Starting on 1 January 2010, an extraordinary Portuguese friend, Carlos Moreira, despite having a lot of work, incredibly took on this function in his free hours. Like my mother, who spends up to eight hours a day in front of the Computer, revising texts, verifying dates, selecting photos and videos for the posts written in Havana that I send.

On 22 October 2009 I started to collaborate with the Spanish digital newspaper El Mundo/América. They pay me for my work and topped off with what my family sends with a million sacrifices, they help me to pa the 60 Cuban Convertible pesos I spend each month in Havana hotels to connect to the Internet.

I’ve had bitter moments. After cyber attacks against my blog and the disappearance of the archive with all the posts published in 2009, after I was thrown off Voces Cubanas without a convincing explanation.

Even today, the only argument I’ve been given as a cause for my exclusion as been articles critical of Guillermo Fariñas written by my mother (see the final note). I don’t share this argument. Personally I disagree with the form and content of some of the work written by Tania.

But at her 68 years, living in exile with more than thirty years of experience in journalism, first official and then dissident, she is completely within her right to publish what she thinks in my blog.

We talk enough about democracy and freedom of expression. A discourse in vogue. But in practice, we behave like bigots and censors. An basic evil we Cubans don’t manage to pull out at its roots. Neither those on the island nor those abroad.

I still don’t know if Voices Cubana threw me out because of my mother or if the one to blame is me. During the time I was a part of this platform I never had a serious incident with any blogger, to the point of spoiling the deal we kept. If I had enemies in this group, I didn’t know it.

If I’ve addressed this topic it is because many friends, Cubans and foreigners, have asked me and I don’t know what to say. The one who knows is Yoani.

I hope for an honest answer. I appreciate Yoani Sanchez, and more her husband, Reinaldo Escobar. I have nothing against Orlando Luis Pardo and Claudia Cadelo, two of the most active bloggers.
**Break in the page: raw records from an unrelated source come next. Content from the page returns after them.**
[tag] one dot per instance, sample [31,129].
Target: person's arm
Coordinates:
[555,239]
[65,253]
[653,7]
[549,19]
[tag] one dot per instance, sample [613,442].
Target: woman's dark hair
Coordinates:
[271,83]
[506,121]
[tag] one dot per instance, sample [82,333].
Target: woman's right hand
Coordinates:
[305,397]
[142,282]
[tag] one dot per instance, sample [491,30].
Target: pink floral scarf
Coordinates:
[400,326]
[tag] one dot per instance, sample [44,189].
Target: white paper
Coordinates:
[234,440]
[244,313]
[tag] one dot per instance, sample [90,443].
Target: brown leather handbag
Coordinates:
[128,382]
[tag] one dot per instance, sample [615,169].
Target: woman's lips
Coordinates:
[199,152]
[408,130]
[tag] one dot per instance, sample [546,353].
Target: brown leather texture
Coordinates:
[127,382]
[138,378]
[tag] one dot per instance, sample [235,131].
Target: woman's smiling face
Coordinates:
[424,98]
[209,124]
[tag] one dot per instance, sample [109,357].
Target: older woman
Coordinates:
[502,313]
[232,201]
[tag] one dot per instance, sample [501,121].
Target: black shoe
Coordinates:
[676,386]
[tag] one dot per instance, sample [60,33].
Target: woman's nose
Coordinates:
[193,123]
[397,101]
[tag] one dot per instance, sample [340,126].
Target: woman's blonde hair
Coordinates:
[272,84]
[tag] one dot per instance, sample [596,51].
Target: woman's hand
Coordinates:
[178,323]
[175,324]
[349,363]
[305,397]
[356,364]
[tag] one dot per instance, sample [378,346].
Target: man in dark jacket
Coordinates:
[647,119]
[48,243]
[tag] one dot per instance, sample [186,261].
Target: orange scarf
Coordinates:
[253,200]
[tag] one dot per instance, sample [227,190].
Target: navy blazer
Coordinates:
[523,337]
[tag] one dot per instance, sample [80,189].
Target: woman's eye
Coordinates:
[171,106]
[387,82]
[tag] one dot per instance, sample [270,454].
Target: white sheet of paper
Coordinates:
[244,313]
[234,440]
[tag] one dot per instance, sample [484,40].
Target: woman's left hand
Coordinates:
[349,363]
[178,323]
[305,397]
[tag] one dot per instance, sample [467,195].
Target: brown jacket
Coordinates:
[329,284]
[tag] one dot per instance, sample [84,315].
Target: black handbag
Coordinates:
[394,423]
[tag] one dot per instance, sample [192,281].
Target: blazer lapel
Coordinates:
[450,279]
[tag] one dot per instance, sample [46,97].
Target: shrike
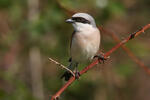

This adventure of creating a blog is marvelous, like raising a child. I have many material limitations and to top it off I can report enmities to you. But I don’t do journalism to please anyone. That’s the point.

Either way, 2011 appears promising to me. I have a ton of ideas to grow the blog in quality and content. For now, my posts from Havana will continue to appear on time.

*I took the title from a poem borrowed from Raul Rivero (Editorial Sibi, Miami 1996)

Photo: Stathis, Panoramio. Central Park in Havana where the principal statue dedicated to José Martí inHavana is found. The colonial style building is the Hotel Inglaterra, founded on 23 December 1875.